What "instantaneous/painless" deaths are not instantaneous/painless?

Rather like this (safe for work, unless you are emotionally attached to Barbie dolls).

In Olden Dayes in India apparently they used to execute people by having an elephant crush the guy’s head with a foot. Person puts head on stump, elephant puts foot on head and bears down on command. A bit like Gallagher & watermelons.

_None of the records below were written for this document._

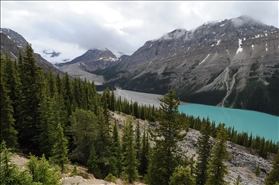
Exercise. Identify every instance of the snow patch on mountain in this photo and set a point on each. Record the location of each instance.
(240, 49)
(176, 34)
(204, 59)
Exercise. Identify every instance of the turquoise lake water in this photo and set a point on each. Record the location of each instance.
(261, 124)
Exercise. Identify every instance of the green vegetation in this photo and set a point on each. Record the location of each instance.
(164, 156)
(59, 121)
(273, 177)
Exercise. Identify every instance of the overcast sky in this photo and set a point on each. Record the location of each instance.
(73, 27)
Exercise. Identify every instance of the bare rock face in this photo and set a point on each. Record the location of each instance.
(12, 43)
(242, 161)
(214, 64)
(93, 60)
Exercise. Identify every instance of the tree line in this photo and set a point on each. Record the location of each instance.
(65, 120)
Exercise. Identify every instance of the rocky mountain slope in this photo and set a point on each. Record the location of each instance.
(92, 60)
(12, 43)
(230, 63)
(241, 161)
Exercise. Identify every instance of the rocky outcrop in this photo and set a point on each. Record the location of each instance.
(12, 43)
(92, 60)
(217, 63)
(241, 161)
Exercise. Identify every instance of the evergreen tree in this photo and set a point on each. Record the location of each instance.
(217, 168)
(103, 145)
(60, 149)
(48, 122)
(138, 141)
(238, 181)
(182, 176)
(165, 155)
(8, 132)
(144, 153)
(130, 162)
(92, 163)
(10, 173)
(41, 172)
(117, 151)
(258, 170)
(84, 131)
(31, 78)
(203, 151)
(273, 176)
(13, 85)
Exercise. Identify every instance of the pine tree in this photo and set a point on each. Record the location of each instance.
(60, 149)
(258, 170)
(8, 131)
(117, 151)
(84, 131)
(92, 163)
(273, 176)
(138, 141)
(238, 181)
(144, 152)
(41, 172)
(164, 156)
(13, 85)
(48, 122)
(130, 162)
(216, 168)
(203, 151)
(31, 78)
(182, 176)
(10, 173)
(103, 145)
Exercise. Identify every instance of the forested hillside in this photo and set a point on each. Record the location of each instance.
(66, 121)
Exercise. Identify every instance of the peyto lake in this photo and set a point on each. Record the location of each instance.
(261, 124)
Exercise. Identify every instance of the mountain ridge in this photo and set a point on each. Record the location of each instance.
(13, 43)
(216, 64)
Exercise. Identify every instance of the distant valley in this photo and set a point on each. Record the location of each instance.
(228, 63)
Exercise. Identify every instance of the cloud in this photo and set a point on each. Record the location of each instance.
(119, 26)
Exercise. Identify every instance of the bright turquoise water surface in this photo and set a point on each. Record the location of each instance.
(258, 123)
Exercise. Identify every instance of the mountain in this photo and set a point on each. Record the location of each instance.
(93, 59)
(12, 43)
(229, 63)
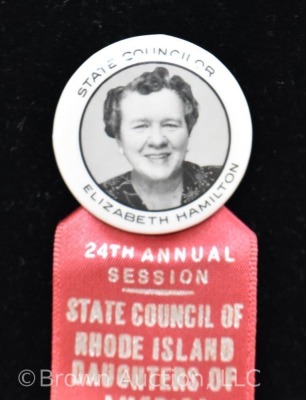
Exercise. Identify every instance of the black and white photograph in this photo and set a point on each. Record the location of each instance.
(155, 136)
(137, 164)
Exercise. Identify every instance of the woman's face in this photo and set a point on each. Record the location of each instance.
(154, 134)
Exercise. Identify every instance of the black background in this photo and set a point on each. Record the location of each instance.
(263, 44)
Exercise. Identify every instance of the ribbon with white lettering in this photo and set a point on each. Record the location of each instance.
(154, 317)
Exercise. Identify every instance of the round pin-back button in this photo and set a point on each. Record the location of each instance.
(152, 134)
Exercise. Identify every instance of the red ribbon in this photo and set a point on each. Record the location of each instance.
(154, 317)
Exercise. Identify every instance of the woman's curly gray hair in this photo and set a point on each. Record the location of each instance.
(145, 84)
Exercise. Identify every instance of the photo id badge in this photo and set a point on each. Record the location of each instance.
(152, 134)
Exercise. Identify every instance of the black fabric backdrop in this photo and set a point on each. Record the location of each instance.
(263, 45)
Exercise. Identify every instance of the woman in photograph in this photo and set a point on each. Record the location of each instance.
(151, 119)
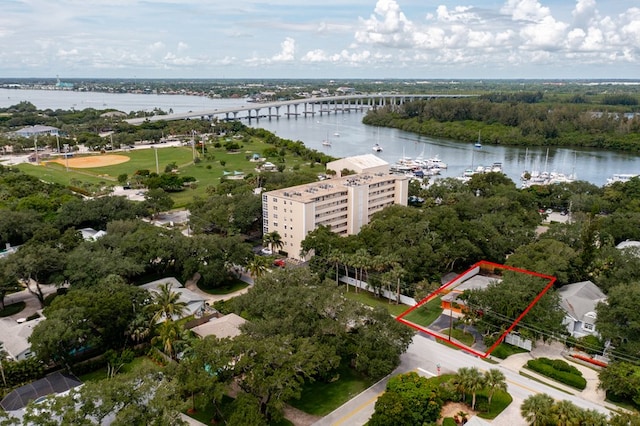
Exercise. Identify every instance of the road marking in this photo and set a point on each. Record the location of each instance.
(422, 370)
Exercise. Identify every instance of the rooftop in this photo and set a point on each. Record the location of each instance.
(311, 191)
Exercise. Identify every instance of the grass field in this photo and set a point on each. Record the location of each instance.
(425, 314)
(367, 298)
(207, 172)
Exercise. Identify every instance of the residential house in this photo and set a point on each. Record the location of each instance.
(223, 327)
(579, 301)
(196, 304)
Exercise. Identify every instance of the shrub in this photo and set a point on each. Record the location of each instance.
(560, 371)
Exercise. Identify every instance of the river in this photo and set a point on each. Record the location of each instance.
(348, 136)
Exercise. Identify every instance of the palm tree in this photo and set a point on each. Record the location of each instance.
(536, 409)
(169, 333)
(166, 303)
(335, 257)
(494, 380)
(475, 383)
(258, 266)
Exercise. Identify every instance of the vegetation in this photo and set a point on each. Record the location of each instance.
(410, 399)
(559, 370)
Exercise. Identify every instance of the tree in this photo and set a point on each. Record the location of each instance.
(258, 266)
(537, 410)
(494, 380)
(157, 200)
(408, 400)
(87, 318)
(169, 334)
(470, 380)
(619, 319)
(165, 304)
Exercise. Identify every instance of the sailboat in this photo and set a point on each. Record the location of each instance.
(326, 142)
(478, 144)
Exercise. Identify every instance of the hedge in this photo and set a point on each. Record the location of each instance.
(558, 370)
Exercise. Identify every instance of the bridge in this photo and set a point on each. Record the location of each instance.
(296, 107)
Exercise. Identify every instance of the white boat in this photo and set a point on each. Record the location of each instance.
(478, 144)
(621, 177)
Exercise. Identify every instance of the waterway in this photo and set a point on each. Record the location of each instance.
(348, 136)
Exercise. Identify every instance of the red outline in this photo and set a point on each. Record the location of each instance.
(480, 264)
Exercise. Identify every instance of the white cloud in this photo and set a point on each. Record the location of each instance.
(526, 10)
(287, 51)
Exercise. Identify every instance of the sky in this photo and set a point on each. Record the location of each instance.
(368, 39)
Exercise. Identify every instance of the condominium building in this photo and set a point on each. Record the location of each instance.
(344, 204)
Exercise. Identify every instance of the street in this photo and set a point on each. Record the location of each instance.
(423, 356)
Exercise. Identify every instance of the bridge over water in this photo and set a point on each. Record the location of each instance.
(296, 107)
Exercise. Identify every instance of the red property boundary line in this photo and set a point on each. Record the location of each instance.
(487, 265)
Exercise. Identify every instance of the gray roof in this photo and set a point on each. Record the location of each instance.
(477, 282)
(54, 383)
(579, 299)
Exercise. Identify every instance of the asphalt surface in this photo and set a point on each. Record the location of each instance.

I have no idea how quickly the elephant developed skull-crushing force. I’d bet a second at least, but not 10. Once the skull cracks, the collapse to flat would be small fractions of a second. Then when the major part of your brain is extruded between the elephant’s toes & the rest splattered on the spectators, I guaran-damn-tee it doesn’t hurt a bit.

The elephants were also trained to give quick or slow deaths, upon command. If you really pissed off the Raja, the order was given to Squish… Slowly… And mush up and tear off the limbs first… brr

Sequential thread titles!

How horrible was it to be killed by Mount St. Helens?

What “instantaneous/painless” deaths are not instantaneous/painless?

I always wondered: When you read about those horrific car or plane crashes, with little grey blobs of the passengers’ brains splattered all about, is it not possible that some of those little blobs can, internally and within themselves, still sense pain? Even if there is no “consciousness” or “awareness” in any normal meaning of those words?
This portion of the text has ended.